Yesterday was all about the unpacking, laundry, grocery shopping, get ready for school, and spending a lot of time talking about school rules. No one helped, no one listened, no one cared. That’s what it felt like to me. My boys have concept zero about what a teacher is. They kept saying is she our mommy. No. She’s not the mommy or a mommy. Wait, I never asked her. Maybe she is a mommy. I don’t remember. You need to pay attention to what she says. She’s trying to teach you. She’s your teacher.
So I’m pretty sure on Tuesday which will be the first day I’m not there to watch what happens I will have to go pick one or both up within a half hour. My nannies have bets. And Alex is the one they think will be the issue. I really think it might be both. I pray it won’t be either. They are going to have to adjust. 2 hours will go fast, right? I’m thinking about all of the stores I can get to in the 2 hours. Can I get dog food, cat food, a few groceries? Can I get home, make up a special lunch and have it wait for when we get back home?
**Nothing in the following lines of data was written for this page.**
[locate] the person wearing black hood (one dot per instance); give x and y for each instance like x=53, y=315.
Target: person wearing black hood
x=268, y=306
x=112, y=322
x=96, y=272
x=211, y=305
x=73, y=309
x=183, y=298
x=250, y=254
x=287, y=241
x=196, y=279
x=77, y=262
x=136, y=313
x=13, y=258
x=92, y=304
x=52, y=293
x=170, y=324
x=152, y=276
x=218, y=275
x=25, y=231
What do you do in the 2 hours you are without twin boys because they are at school? I have no idea. I thought, I will just take a nap. Then the thought of what if I don’t wake up in time. I can’t even attempt that. The school is 15 minutes from our house. That’s a half hour travel time in light traffic. So that leaves me an hour and a half. Wait, no I want to be there early to pick them up because I get the line to pick up the 2 hour kids gets filled up fast.
I just thought about this guys, I have to stay inside the cones Lol I’m that guy now! (Daddy’s Home movie reference there)
I have to figure this out. Last night I went out with Jen. I haven’t let her meet my kids yet. She has seen them from a short distance once but we have never brought her up close. They just sort of stared at both of us. I waved, and they kept staring. It was awkward.
We went to a dessert place, talked for an hour then I had to get home. She laughs at my stupid jokes, she touches my arm, she holds my hand while we walk. It’s nice and sweet. I’m keeping my guard up though because I know the possibility is that I’m going back to Chicago soon. We are NOT doing you know what. I did get those messages (Brad) and no. We are NOT going to be doing you know what. It’s not that kind of dating. I’m also not ready. I don’t know when I will be ready. Right now it’s not even a priority for me. (Brad) So stop asking Lol (Brad!)
This morning I have to get the troops up and get ready for Church. Mass is going to be a very good liturgy and I’m excited to hear it. Also it’s pancake day so I don’t even have to feed anyone here. We get to eat pancakes after the service.
The rest of my day is going to be chilling at home doing laundry and playing with the kids. I don’t have any other plans today. It’s going to be…wait for it…awesome.
I think I’ve been watching way too much How I Met Your Mother episodes. Dang, those nannies and the dvr full of that show!